Data Management (Week 11 PR)

(Note to Class: some of the LoC materials are back up as of this morning)

This week’s practicum led me to think a little more carefully about what kinds of data were part of my proposed project for our class, and of what I will actually try to build in the next four weeks. In terms of central data, my project consists at first of ‘other people’s data’ only (geospatial data and metadata about objects), which is brought into my tool to be worked. There are, however, other kinds of data to deal with: there’s an application to store, the code that drives the site where my tool is accessed. In the greater project I dreamed up, there’s also a forum and other discussion places like news and FAQ wiki, tool development and sharing. The ultimate form of the project includes data management and storage and resharing of the data for processing through my GIS tool. Drawing from our chapters in NINCH Guide and from Digital Preservation in a Box, I made a little list of concerns and possible solutions for my data.

General:
-Use advisory boards (people) and systems (tools) for planning data in workflow and backup (draw pictures of the data and use calendars to manage regular processes such as backing up information)

Webspace:
-regular backups need to be made of the living website: forum discussion, blog posts, tools developed and shared, etc. An automated procedure (to be checked on by a human at scheduled intervals) would be ideal, where the data is migrated according to rules for naming and date and time stamping files straight onto backup media. Is it possible to have data archived in an off-site location automatically if both machines are online?

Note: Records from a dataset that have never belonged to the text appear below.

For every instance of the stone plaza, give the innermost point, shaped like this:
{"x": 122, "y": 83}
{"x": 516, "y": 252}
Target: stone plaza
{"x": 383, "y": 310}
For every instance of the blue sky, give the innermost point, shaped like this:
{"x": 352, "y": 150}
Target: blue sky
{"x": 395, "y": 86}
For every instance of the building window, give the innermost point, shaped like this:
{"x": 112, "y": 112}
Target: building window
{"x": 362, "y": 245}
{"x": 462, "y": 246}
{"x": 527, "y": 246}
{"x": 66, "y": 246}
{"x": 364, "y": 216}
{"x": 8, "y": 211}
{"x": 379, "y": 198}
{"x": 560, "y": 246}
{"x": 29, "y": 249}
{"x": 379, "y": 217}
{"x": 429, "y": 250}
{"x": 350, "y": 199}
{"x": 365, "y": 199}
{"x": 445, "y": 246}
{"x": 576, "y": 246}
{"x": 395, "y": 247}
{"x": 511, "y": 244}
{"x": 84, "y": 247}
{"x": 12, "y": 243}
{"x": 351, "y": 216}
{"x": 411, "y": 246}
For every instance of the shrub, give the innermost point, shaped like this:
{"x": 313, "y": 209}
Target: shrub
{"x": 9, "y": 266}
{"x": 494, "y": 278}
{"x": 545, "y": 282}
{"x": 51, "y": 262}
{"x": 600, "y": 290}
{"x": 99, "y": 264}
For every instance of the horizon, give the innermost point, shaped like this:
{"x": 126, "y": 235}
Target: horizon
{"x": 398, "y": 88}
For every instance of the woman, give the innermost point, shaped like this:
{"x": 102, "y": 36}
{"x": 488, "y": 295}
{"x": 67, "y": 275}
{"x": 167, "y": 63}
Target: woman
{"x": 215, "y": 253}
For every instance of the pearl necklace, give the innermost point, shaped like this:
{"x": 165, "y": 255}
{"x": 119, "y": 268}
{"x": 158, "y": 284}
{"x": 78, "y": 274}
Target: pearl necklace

GIS point data and object metadata:
-meet metadata standards – this shouldn’t be challenging since my project consists first of stealing other people’s data and borrowing standards developed by one of my target repositories for additional database items; but we see in the readings how critical standards are for storage and preservation as well as working functionality in processing tools. This includes having subject thesauri and authority files; for input some level of data input control is necessary (for this, though, I’ve envisioned nearly complete control through drop downs).
-Storage of data: considerations include allowing for partial privacy for users of proprietary or protected archaeological data and partial open access. A hard drive on which to back up all of the data is advisable, but my main concerns for storage and retrieval in an emergency are a) getting data to users quickly from anywhere (with varying degrees of access to protected data), b) giving back to the distributed web by reduplicating and resupplying the data to other types of users elsewhere. What I’m thinking about is a second server or backup server. Cloud storage also sounds interesting and a pay-for-storage model on an otherwise free tool would provide a means to purchasing and maintaining one. From the link on the Preservation in a Box page that compares commercial platforms, SpiderOak sounds the best so far for cost, storage, and privacy, although they all have some serious downsides, namely being consumer products and lack of support for certain OS and platforms.

Week 10 Practicum

I commented on Fitzpatrick’s book as we’d already read it carefully! I have to say that I enjoyed the ability to take my scribbled marginalia and actually ask the authour something… delightful! I did worry that my questions were inane (maybe I’m not the planned audience, I should be more versed in the issues, etc.), but throughout our weekly readings, I was very concerned that the issues of value and product and market were being danced around. Where does humanities think it’s going in such a hurry? Again, it was great to ask the authour about it and maybe she’ll reply or folks will think about how to address those questions as they do their own future writing. It did seem community geared and maybe even productive.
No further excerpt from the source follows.